Re: hard deadlock(?) on -current; some debugging info, need help

From: Peter Jeremy <PeterJeremy_at_optushome.com.au> Date: Sat, 28 May 2005 06:43:02 +1000 · This archive was generated by hypermail 2.4.0 : Wed May 19 2021 - 11:38:35 UTC

On Fri, 2005-May-27 08:27:52 -0700, Ted Faber wrote:
>work something out, bit I do have a laptop running in the same
>environment (and with a kernel from the same source) that does not
>exhibit this problem.

That's a useful snippet.  I missed the bit about same source before.
What are the differences between the systems (including kernel
compilation options)?  That might provide a clue as to the underlying
problem.  Have you tried running the same sort of workload on your
laptop?  Is is feasible to run one of the kernels on both systems?

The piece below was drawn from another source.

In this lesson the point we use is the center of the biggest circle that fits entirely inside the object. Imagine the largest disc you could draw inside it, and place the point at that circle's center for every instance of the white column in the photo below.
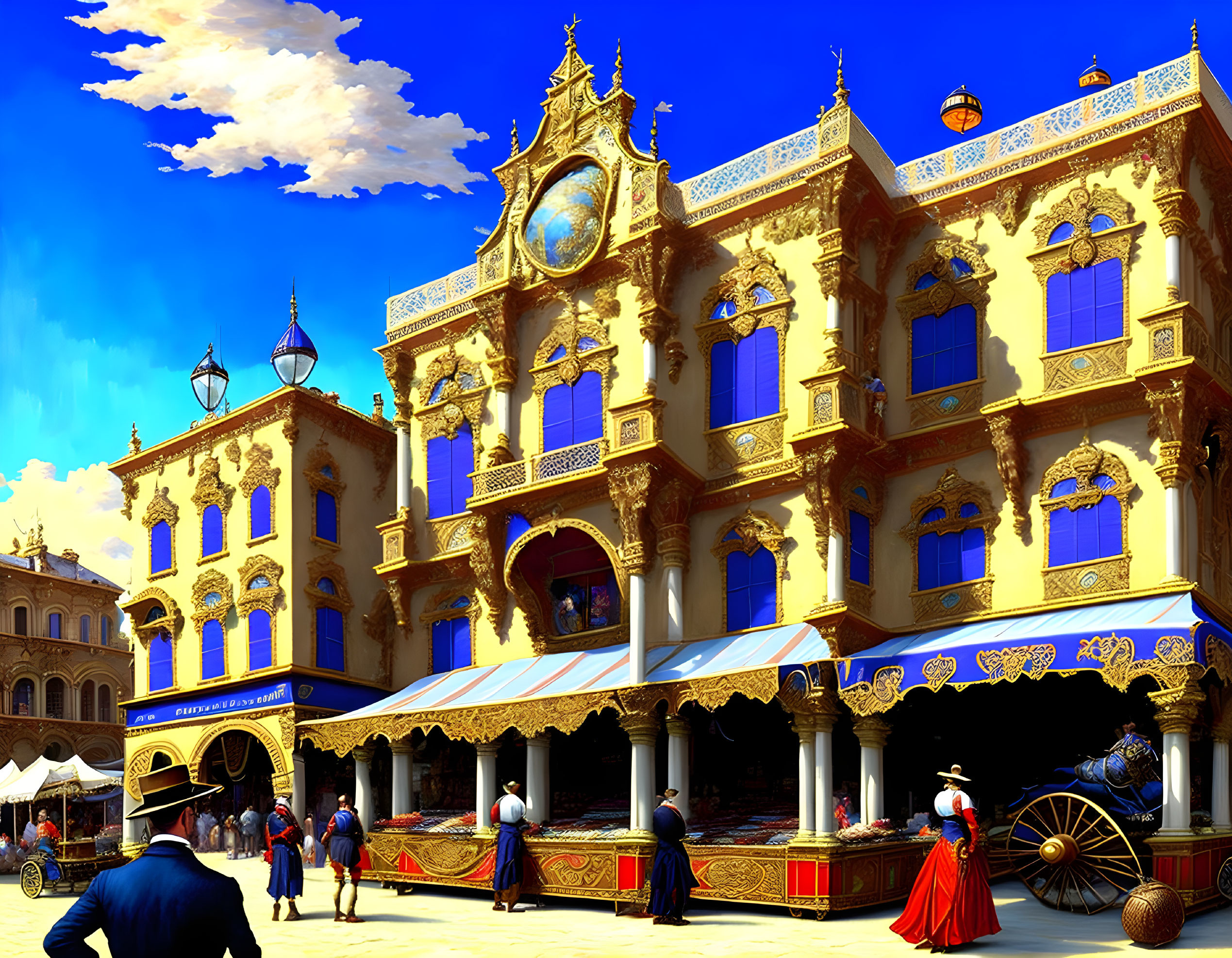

>> It might be useful to know some more details about that NFS mount
>> (fsid 0x0600ff07).  Can you tell us the mount parameters and what the
>> server is (OS type).
>
>Most o fthe nfs filesystems are automounted.  I'm on the machine now, so
>I can't look at debugger output, but I can tell you that most of the NFS
>mounts that I can imagine either psi or bash looking at are automounted.
>The mount parameters are: timeo=8,retrans=9,intr

I didn't notice amd before.  If you can't avoid NFS, any chance of (at
least temporarily) hard-mounting all the relevant filesystems and
disabling amd?  amd acts as an NFS server to detect activity on the
automount filesystems.  Both the backtraces you posted show that one
process is blocked on an NFS request and amd is blocked on ufs.  The
locks on the second backtrace show that the bash waiting on an NFS
request is a root of the deadlock tree.  If that NFS request is
supposed to be handled by amd, you close the deadlock cycle.

Also, if your mounts are interruptable, that nfsreq sleep is
interruptable - you could try dropping into DDB, finding the process
sleeping on nfsreq and killing it ("kill signal_number pid" in ddb,
no '-' on the signal number), then using "cont" to recover.  That
might break the deadlock.

>For completeness, the server is a Solaris box.  Don't laugh:
>boreas:~$ uname -a
>SunOS boreas.isi.edu 5.9 Generic_117171-12 sun4u sparc

Sun's NFS implementations should be trustable :-).

> If moving the config does not solve it, is there some output from
>teh debugger I should get about the file system?

I can't see any DDB command to dump the mount table and doing it
manually would be painful.  Have you managed to get a crash dump?  (If
not, what does "call doadump" do?)  Alternatively, have you ever tried
running remote GDB?

>  It really helps to talk these things
>out with someone knowledgable.

Unfortunately, no-one knowledgable has showed up :-).

-- 
Peter Jeremy